Starting from scratch, suppose we want to construct an upward or downward opening parabola (i.e., one of the form $y = ax^2 + bx + c$). Let its vertex be $(h, k)$. The definition of a parabola is that it is the set of all points equidistant to a point (the focus) and a line (the directrix). So let $(h, k + p)$ be the focus and $y = k - p$ be the directrix for some $p$. (Note that the vertex $(h, k)$ is midway between the focus and directrix, as required.)

Let $(x, y)$ be a point on the parabola. This means that its distance to the point $(h, k + p)$ is equal to its (shortest) distance to the line $y = k - p$. The point $(x, k - p)$ on the directrix is the closest point to $(x, y)$ (draw a picture to see why). So we equate distances:

\begin{align} \sqrt{(x - h)^2 + (y - (k + p))^2} &= \sqrt{(x - x)^2 + (y - (k - p))^2} \\ (x - h)^2 + (y^2 - 2(k + p)y + (k + p)^2) &= y^2 - 2(k - p)y + (k - p)^2 \\ (x - h)^2 + (y^2 - 2ky - 2py + k^2 + 2kp + p^2) &= y^2 - 2ky + 2py + k^2 - 2kp + p^2 \\ (x - h)^2 &= 4py - 4kp \\ &= 4p(y - k). \end{align}

Therefore, if we have a parabola with equation $4p(y - k) = (x - h)^2$, its focus will be $(h, k + p)$ and its directrix will be $y = k - p$.

Answer 2

Okay, so for to answer your question I started off with making a standard parabola from the given equation.

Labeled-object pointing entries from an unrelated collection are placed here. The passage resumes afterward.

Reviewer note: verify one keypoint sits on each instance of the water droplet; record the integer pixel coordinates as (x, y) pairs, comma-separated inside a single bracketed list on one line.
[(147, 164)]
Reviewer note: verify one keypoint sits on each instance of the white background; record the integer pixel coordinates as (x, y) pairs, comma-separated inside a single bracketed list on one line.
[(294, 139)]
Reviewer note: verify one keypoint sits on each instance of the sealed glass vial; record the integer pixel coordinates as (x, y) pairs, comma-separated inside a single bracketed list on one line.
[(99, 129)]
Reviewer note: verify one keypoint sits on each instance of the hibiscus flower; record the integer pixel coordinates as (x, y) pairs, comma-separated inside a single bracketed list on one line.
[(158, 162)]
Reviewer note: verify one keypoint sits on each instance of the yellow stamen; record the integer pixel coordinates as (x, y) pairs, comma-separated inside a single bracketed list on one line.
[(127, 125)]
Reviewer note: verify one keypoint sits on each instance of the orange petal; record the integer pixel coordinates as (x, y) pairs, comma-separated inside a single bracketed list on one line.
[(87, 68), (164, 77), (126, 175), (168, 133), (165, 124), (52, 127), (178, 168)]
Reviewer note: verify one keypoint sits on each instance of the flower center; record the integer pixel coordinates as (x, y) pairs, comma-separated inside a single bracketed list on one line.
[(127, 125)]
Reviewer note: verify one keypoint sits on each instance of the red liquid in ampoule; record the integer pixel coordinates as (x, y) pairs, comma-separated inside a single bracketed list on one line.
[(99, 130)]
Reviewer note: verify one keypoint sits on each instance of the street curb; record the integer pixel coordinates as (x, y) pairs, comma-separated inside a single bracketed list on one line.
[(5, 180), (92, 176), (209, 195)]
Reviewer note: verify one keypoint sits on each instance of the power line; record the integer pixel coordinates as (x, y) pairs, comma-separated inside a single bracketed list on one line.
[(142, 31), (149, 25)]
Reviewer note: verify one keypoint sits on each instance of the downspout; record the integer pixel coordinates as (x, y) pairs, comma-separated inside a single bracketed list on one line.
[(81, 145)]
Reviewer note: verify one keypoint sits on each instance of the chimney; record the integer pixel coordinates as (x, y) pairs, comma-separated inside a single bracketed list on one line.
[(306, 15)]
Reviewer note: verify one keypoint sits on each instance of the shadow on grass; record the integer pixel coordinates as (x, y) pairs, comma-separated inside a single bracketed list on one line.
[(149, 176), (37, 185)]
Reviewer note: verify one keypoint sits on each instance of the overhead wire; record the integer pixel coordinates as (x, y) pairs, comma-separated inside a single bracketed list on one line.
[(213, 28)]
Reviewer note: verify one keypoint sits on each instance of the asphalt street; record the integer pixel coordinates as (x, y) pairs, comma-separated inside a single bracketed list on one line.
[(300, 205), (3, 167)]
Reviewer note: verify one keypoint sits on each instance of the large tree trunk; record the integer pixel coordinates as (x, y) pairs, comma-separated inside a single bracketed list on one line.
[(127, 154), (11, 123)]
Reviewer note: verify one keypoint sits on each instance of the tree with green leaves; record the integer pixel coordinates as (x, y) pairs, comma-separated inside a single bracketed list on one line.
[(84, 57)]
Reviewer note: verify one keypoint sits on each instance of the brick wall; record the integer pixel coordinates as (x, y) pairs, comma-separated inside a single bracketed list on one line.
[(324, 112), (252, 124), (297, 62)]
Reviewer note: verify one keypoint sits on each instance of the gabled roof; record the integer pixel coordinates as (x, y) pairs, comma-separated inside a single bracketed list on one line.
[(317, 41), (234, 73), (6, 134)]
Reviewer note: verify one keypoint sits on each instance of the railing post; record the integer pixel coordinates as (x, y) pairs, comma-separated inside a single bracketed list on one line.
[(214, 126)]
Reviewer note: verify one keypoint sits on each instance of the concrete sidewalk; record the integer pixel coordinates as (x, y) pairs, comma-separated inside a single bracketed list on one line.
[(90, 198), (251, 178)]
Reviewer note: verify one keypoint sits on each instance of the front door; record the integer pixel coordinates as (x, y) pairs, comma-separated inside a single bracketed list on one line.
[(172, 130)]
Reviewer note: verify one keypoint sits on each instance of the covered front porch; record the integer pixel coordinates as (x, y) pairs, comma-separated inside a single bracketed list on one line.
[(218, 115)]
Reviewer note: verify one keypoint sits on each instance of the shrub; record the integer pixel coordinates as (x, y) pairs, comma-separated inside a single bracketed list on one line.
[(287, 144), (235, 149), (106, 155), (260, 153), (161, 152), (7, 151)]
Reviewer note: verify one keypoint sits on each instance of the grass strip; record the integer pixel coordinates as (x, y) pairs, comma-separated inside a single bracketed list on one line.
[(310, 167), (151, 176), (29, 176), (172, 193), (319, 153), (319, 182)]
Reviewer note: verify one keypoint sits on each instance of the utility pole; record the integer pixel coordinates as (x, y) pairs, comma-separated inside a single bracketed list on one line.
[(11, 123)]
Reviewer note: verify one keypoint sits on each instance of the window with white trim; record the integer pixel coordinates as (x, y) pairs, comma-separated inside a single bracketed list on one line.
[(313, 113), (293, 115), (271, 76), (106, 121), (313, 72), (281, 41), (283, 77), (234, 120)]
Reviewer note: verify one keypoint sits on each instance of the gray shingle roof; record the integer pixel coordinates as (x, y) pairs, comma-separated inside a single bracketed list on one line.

$$y= ax^2+bx+c$$ $$y-c+\frac{b^2}{4a^2}= ax^2+2(\frac{ba}{2a})x+\frac{b^2}{4a^2}$$ $$(ax +\frac{b}{2a})^2=y-c+\frac{b^2}{4a^2}$$ $$(x +\frac{b}{2a^2})^2=\frac{1}{a^2}(y-c+\frac{b^2}{4a^2})$$

This gives you a standard equation in form of
$$(x-H)^2=4A(y-B)$$

Thus it's clear that your Vertex of this parabola are : $$(\frac{-b}{2a^2},c+\frac{-b^2}{4a^2})$$

Now, Let an equation be $$X^2=4Y $$ where $$X=x-H$$ and $$Y=y-B$$ for this parabola, A=1 Hence it's focus is $$(0,-1)$$ implying $$X=0$$ and $$Y=-1$$ to get the actual focus, simply substitute X and Y respectivel according to values given to get actual focus on $$(H,B-1)$$ where H and B are already specified. Now to get your directrix,put $$Y-1=0$$ to get actual directrix as$$y=B+1$$ I hope it solves your query. Cheers!